Suillus tomentosus is a species of fungus. The common names of the species are blue-staining slippery jack, poor man's slippery Jack, and woolly-capped suillus. Found in North America, the mushroom is edible for most people, but may cause gastric upset in others; it also resembles some poisonous species.

==Description==
The cap is 5-12 cm wide, pale to orange-yellow with grayish brownish or reddish tomentum, and viscid while fresh. The fibrillose-scaly surface of the cap helps distinguish it from other species in the genus. The tubes are yellow and become blue when bruised. It has no veil. The stipe is 3-11 cm tall and 1–3 cm wide, glandular dotted and the color is similar to the cap.

The spore print is dark olive brown to brown. The spores are brownish when they are young. The species stains fingers blue. The yellow interior of the mushroom should slowly turn green-blue when cut with a knife.

=== Similar species ===
Similar species include S. fuscotomentosus, S. reticulatus, S. variegatus, and Boletus subtomentosus.

==Distribution and habitat==
The species is commonly found in the Rocky Mountains of Idaho and the Pacific Northwest. It is less common in the lake states. The species fruits in the summer in the Rockies and in autumn along the Pacific coast and in the lake states. The species is by itself or scattered in mixed forests. The species can commonly be found under lodgepole pines or other two-needle pines. It is rarely found under jack pines.

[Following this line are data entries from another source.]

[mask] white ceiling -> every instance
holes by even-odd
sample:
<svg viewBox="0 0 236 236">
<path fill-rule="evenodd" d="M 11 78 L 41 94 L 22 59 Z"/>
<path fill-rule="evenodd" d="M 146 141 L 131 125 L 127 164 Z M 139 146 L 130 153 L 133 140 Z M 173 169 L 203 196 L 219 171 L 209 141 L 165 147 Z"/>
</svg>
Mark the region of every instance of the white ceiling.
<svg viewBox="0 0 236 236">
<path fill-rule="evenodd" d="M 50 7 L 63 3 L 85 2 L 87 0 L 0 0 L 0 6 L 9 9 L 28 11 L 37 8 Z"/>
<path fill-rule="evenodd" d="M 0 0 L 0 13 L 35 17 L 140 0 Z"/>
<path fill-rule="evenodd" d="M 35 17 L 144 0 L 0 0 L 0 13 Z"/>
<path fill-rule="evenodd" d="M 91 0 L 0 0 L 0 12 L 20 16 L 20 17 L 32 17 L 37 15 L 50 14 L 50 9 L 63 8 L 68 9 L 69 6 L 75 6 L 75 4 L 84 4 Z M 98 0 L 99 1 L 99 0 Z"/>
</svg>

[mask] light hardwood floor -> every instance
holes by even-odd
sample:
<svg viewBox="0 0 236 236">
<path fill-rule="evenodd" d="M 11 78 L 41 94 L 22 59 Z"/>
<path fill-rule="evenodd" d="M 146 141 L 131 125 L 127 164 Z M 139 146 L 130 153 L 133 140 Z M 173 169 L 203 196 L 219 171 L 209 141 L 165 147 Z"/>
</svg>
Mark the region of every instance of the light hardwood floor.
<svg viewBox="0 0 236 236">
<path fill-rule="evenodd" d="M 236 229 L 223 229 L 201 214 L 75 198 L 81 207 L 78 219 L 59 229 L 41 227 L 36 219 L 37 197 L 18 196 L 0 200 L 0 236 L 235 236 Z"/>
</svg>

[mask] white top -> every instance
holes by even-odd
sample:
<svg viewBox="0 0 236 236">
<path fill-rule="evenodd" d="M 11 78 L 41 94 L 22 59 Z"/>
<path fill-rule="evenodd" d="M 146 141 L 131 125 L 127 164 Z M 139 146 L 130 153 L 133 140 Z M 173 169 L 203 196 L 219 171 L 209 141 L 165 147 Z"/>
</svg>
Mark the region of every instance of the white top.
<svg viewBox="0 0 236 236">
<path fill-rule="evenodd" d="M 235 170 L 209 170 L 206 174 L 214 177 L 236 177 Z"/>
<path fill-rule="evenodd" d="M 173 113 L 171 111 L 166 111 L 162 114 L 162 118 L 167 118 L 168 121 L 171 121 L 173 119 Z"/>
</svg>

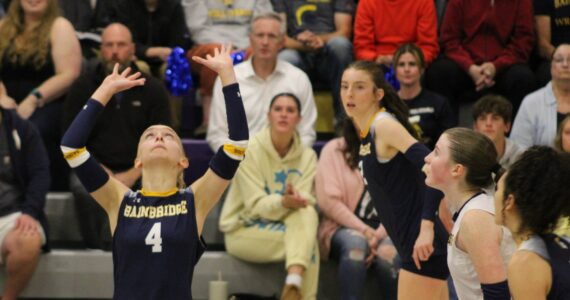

Suillus tomentosus forms tuberculate ectomycorrhizae (mycorrhizae that are nodular) with lodgepole pine (Pinus contorta var. latifolia). Recent work has shown that acetylene is reduced by the nodules which means that nitrogen is being fixed by bacteria within the nodules. This system is functionally similar to the root nodules in legumes like clover. Lodgepole pine can be found growing on gravel pits or other extremely nitrogen deficient soils. Lodgepole pine with its S. tomentosus symbiont is one of the most common pioneer species in northern forests. It colonizes highly disturbed soils and creates an environment suitable for other species to colonize.

== Edibility ==
The mushroom may be edible to some while others may find its taste acidic even after cooking. The species has been known to cause gastric upset in some people. According to David Arora, the species is of the same quality as S. fuscotomentosus. Arora reports that one collector stated the mushroom smells and tastes like Tootsie Rolls when dried. The species have also been said to smell like almonds. When they look for this species, consumers are advised to be careful to distinguish it from other species that stain blue but are poisonous.